Ossification of the posterior longitudinal ligament (OPLL) is a progressive spinal disease characterized by ectopic bone formation in the spine, leading to severe neurological symptoms due to spinal cord compression. This condition is more prevalent in Asian countries and has been associated with various genetic and hormonal factors.

Recent insights reveal the potential role of interferon (IFN) signaling in the pathogenesis of OPLL, particularly the type I IFN pathway, which is known to play a role in innate immune responses and bone formation. A single-cell transcriptome profiling study has identified the activation of type I IFN signaling in ossified posterior longitudinal ligament, suggesting a therapeutic target for OPLL.

The study involved the recruitment of patients with T-OPLL and control patients from Peking University Third Hospital, with ossified ligament tissues obtained from surgical procedures. Single-cell RNA sequencing (scRNA-seq) was performed to analyze cell population characteristics and pathological gene expression patterns. The analysis revealed distinct subpopulations with transcriptional signatures, with one cluster showing enrichment of type I IFN-related responses in patients with OPLL.

The type I IFN signaling pathway was found to be activated during the progression of ossification, with IFN-related genes such as OAS2, OAS3, IRF7, MX1, MX2, and STAT1 exhibiting higher expression levels in ossified tissues. Further in vitro experiments using murine MC3T3-E1 preosteoblasts demonstrated that IFN-β promotes osteogenic differentiation and calcium deposition, suggesting a role for the type I IFN pathway in bone formation. Blockade of the type I IFN pathway using an anti-IFNAR1 neutralizing antibody was found to be effective in suppressing ossification, indicating a potential therapeutic strategy for OPLL.

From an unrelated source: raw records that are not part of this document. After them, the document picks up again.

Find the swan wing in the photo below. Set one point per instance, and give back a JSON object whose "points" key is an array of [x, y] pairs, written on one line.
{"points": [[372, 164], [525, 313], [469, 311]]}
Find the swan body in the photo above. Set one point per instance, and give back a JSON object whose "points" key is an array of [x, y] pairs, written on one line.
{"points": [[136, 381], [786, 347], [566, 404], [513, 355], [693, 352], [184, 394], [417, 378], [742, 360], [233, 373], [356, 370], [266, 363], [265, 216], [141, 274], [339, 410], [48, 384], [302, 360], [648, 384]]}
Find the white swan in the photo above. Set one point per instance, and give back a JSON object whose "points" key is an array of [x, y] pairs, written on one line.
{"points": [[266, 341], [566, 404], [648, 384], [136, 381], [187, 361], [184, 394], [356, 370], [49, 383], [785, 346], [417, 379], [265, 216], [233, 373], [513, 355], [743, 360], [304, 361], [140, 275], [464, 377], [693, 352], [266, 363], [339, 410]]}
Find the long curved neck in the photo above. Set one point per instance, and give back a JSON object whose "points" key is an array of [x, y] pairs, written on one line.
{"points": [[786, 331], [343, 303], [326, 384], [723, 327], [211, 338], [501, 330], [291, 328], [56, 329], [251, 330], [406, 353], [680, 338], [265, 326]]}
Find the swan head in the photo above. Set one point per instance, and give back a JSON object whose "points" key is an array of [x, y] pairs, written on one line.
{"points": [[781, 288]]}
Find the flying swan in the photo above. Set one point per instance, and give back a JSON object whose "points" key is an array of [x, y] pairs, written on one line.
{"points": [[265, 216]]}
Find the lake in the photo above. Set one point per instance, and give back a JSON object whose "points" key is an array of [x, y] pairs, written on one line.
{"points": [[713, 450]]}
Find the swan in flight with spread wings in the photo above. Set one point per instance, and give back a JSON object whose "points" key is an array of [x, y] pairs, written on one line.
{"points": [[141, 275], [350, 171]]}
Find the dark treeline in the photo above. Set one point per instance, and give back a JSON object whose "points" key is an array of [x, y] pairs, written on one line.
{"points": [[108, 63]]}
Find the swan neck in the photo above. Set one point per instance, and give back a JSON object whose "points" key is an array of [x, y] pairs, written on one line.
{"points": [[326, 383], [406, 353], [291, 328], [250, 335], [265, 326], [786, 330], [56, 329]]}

The findings of this study provide a comprehensive understanding of the cellular and molecular changes in OPLL and highlight the significance of the type I IFN pathway in the disease's pathogenesis. The activation of this pathway in ossified tissues and its role in promoting osteogenic differentiation offer a new perspective on the treatment of OPLL. By targeting the type I IFN pathway, it may be possible to develop novel therapeutic interventions that could halt or reverse the progression of this debilitating disease. This study's results contribute to the growing body of knowledge on the role of IFN signaling in bone diseases and pave the way for future research into the development of targeted therapies for OPLL.